One of my customers needed the ability to allow shoppers to login to the osCommerce shop and then stay logged in for 24 hours. There are some half thought out addons, all out of date and/or insecure.
I proposed a new way to do things;
1. Have a “remember me” checkbox on the login form
At this point, whilst logging in the customer can tick the box or not. If not, everything is as is as in a normal osCommerce shop. Let’s assume they ticked the box…what happens;
2. A 24 hour cookie is set, which contains a code specific to that customer
3. That code is saved into a database table along with some other information
4. Code looks for the cookie parameters and auto-logs the customer in if the parameters allow it
Easy, simple, secure. NO CORE CODE CHANGES!
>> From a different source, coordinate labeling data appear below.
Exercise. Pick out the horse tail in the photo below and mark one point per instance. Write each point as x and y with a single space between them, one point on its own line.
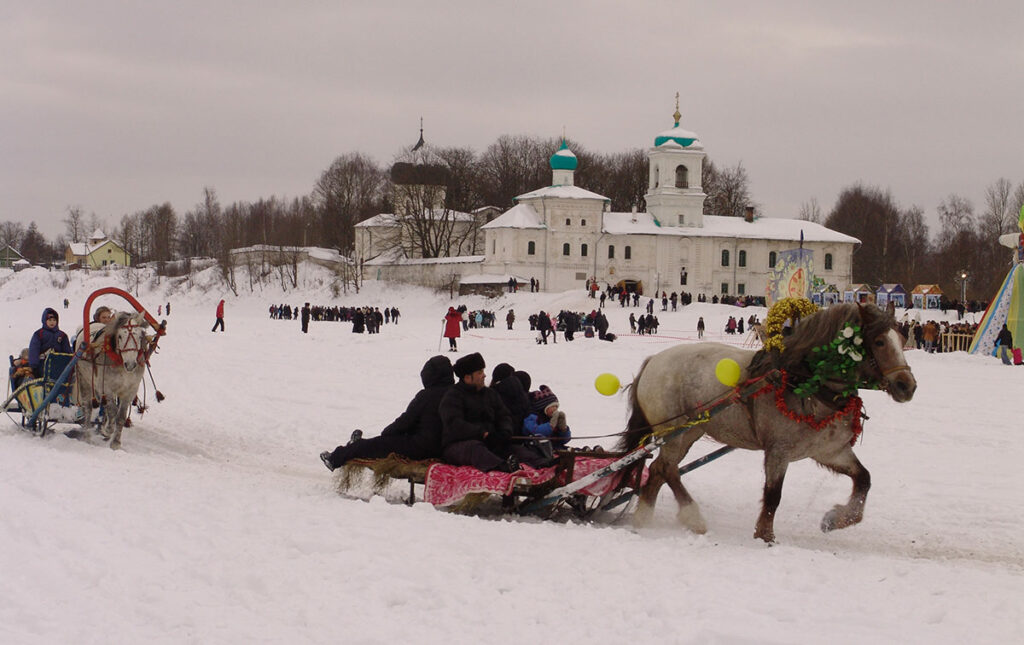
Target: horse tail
638 426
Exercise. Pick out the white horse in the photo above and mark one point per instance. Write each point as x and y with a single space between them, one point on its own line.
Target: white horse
111 370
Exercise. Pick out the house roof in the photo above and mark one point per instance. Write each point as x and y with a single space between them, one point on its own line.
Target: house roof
892 288
525 216
391 220
563 192
82 249
519 216
721 226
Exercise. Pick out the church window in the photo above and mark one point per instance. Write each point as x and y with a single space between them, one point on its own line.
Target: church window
682 180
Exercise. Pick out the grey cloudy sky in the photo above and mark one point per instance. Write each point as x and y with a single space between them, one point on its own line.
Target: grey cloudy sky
118 105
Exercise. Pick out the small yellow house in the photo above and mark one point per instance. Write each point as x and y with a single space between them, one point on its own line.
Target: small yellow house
98 252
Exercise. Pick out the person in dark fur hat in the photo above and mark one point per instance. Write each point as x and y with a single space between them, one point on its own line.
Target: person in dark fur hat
513 394
524 378
477 425
47 338
416 434
546 419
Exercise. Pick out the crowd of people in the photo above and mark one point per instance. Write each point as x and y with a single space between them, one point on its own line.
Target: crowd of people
458 419
364 319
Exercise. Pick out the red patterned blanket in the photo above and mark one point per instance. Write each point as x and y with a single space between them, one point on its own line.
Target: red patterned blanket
445 485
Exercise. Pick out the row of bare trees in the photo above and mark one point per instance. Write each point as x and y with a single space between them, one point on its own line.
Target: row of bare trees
897 246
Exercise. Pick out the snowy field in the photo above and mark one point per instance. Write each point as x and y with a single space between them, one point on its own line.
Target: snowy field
217 523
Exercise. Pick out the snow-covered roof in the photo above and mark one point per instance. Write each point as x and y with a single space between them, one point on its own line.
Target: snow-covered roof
720 226
82 249
492 278
390 219
892 288
519 216
564 192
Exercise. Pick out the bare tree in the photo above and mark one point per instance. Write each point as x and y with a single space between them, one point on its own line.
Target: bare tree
425 225
34 246
347 192
512 166
810 211
871 215
75 224
997 217
11 233
728 190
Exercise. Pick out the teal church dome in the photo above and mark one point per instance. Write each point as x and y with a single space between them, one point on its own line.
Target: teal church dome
677 134
563 159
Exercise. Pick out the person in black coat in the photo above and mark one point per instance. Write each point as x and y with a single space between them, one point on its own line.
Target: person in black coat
47 338
416 434
515 397
477 426
1005 344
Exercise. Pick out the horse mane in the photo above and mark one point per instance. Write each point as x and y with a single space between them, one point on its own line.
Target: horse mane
816 330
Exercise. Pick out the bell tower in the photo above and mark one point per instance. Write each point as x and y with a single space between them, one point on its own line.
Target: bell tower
675 197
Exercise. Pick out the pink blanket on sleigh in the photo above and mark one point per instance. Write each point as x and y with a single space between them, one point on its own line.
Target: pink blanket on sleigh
445 484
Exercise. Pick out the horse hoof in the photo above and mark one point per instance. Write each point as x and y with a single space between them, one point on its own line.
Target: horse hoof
690 517
768 535
643 516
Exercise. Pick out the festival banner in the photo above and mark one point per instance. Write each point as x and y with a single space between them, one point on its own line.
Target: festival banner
793 276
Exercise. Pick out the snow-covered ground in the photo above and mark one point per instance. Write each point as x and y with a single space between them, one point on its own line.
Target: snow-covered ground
217 523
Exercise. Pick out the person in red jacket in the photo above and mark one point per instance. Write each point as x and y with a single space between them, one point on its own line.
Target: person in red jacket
220 317
453 321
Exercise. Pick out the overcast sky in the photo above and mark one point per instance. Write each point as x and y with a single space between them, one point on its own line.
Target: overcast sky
118 105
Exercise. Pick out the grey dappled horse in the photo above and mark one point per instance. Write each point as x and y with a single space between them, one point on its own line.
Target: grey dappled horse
678 380
111 371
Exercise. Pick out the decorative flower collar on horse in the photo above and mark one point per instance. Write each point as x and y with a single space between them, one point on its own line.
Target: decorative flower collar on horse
814 373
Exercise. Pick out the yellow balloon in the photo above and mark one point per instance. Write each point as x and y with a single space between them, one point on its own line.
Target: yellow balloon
727 371
606 384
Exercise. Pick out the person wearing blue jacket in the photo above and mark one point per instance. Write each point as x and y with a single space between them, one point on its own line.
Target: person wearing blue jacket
47 338
546 420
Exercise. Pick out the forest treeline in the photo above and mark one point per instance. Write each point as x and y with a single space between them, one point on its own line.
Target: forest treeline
897 245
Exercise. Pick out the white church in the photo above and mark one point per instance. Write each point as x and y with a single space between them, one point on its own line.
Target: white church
563 234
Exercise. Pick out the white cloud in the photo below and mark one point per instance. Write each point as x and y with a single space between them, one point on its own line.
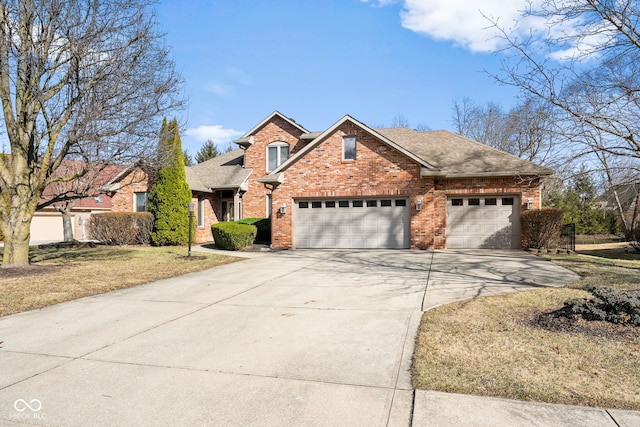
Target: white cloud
462 21
219 88
217 133
380 3
470 24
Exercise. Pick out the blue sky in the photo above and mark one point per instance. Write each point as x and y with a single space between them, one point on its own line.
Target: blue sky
317 60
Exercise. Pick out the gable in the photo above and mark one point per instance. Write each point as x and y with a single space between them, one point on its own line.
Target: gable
348 126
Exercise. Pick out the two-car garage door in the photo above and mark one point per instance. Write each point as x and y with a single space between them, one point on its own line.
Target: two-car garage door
371 223
489 222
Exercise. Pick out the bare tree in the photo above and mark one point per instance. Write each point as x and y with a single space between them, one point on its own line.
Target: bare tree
586 66
87 81
400 121
526 130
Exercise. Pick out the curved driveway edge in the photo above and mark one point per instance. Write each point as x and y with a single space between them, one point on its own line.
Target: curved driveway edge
286 338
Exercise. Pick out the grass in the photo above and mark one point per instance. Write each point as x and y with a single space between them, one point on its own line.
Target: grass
58 275
490 347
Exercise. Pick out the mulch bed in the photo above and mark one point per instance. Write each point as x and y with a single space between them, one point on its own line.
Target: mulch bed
561 321
26 271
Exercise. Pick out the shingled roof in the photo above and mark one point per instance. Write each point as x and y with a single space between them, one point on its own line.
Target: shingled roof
221 172
457 156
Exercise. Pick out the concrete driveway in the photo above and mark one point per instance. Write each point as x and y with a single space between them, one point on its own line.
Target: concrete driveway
289 338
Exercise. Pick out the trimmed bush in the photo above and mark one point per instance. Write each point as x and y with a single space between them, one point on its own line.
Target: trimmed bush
263 225
609 305
121 228
233 236
541 228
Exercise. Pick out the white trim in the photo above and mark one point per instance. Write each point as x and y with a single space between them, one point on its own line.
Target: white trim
279 161
200 211
300 154
344 149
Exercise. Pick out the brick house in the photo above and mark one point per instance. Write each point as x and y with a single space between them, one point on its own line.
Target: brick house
352 186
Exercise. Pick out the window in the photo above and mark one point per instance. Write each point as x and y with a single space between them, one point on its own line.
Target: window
200 212
140 201
277 154
349 148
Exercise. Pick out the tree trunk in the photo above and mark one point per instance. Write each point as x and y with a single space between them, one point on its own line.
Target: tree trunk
67 225
16 245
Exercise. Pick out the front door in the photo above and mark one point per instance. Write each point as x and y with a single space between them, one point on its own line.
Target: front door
227 210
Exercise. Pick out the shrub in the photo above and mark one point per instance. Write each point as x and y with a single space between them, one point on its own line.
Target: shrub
263 225
541 228
170 194
609 304
121 228
233 236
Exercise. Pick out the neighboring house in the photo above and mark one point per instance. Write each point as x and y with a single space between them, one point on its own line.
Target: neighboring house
352 186
47 224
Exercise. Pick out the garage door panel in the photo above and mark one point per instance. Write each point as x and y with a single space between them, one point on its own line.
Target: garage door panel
358 225
482 225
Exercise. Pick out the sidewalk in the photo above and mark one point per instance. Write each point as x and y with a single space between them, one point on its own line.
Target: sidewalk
437 409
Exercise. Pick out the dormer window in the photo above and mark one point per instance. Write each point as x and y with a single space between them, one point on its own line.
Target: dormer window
277 153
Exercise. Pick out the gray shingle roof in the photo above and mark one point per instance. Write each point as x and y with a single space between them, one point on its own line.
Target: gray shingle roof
222 172
456 155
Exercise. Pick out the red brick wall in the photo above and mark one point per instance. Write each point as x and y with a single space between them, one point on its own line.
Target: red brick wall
525 188
254 201
379 170
123 200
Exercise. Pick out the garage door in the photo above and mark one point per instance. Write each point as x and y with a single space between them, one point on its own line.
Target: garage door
47 228
380 223
491 222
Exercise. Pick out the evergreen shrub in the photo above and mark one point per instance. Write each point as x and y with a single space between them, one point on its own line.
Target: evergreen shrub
541 228
121 228
232 236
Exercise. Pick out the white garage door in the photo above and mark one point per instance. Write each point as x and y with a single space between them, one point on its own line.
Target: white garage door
46 228
380 223
491 222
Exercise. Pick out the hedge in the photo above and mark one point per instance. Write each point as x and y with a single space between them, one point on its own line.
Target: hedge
541 228
233 236
263 225
121 228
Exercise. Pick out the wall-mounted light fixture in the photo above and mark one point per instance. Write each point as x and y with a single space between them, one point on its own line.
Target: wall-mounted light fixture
529 204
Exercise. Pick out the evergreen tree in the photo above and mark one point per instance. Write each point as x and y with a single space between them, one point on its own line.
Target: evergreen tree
188 160
208 151
580 205
170 195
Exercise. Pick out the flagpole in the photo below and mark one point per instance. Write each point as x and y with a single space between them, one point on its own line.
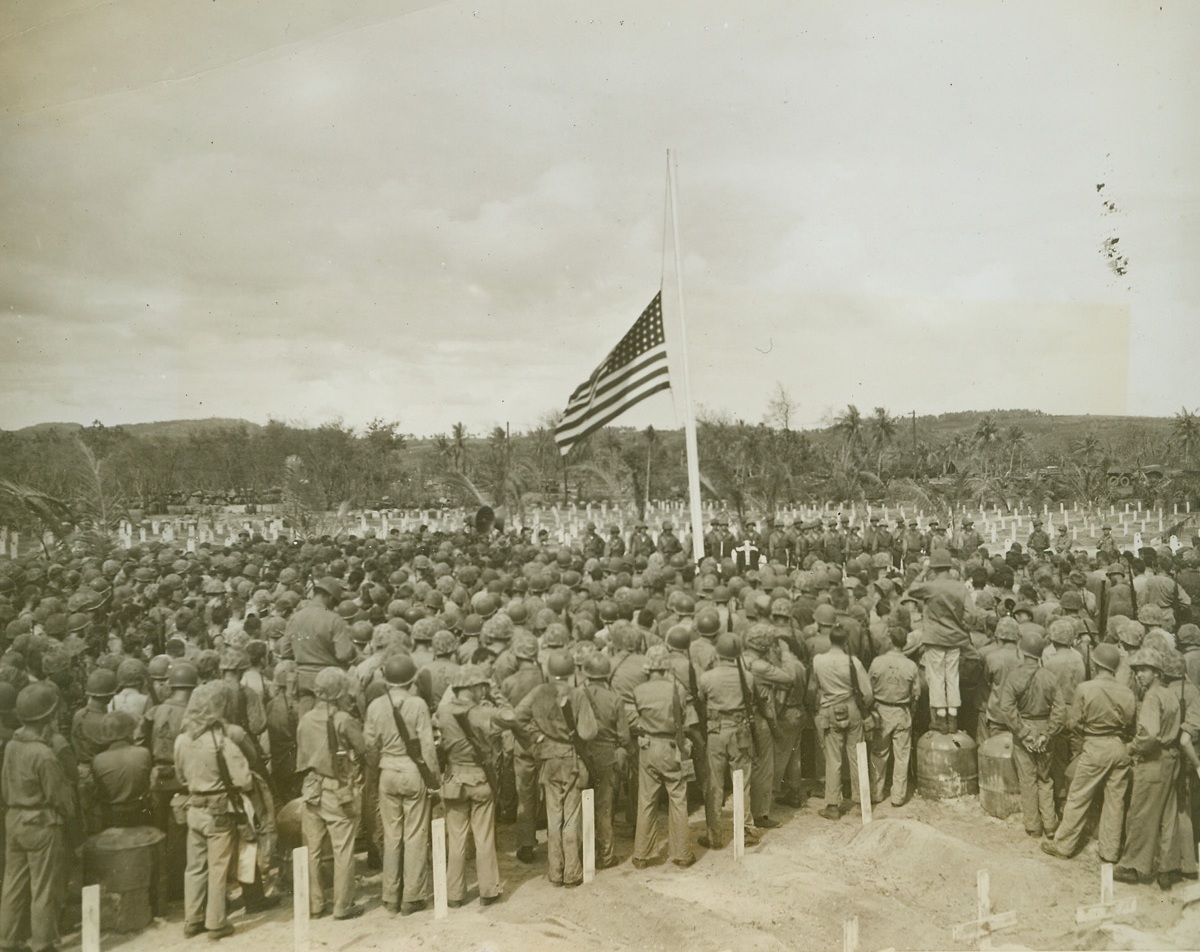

Then my customer decided that logged in customers should have a 4 hour timeout when accessing certain areas of the site – checkout, account functions and so on. This gives an extra layer of security…
To enable this, I coded up a really cool system – which looks up the cookie parameters, sees it is over 4 hours old and then produces a modal overlay containing a password form field. Wrong password => no access. Correct password => carry on.
Easy, simple, secure. NO CORE CODE CHANGES!
All this was done with the Hook system, so just a few lines of hook calls to add to certain files. Super simple, super effective and allows customers to browse all day with no logoff (which is incredibly annoying as we all know).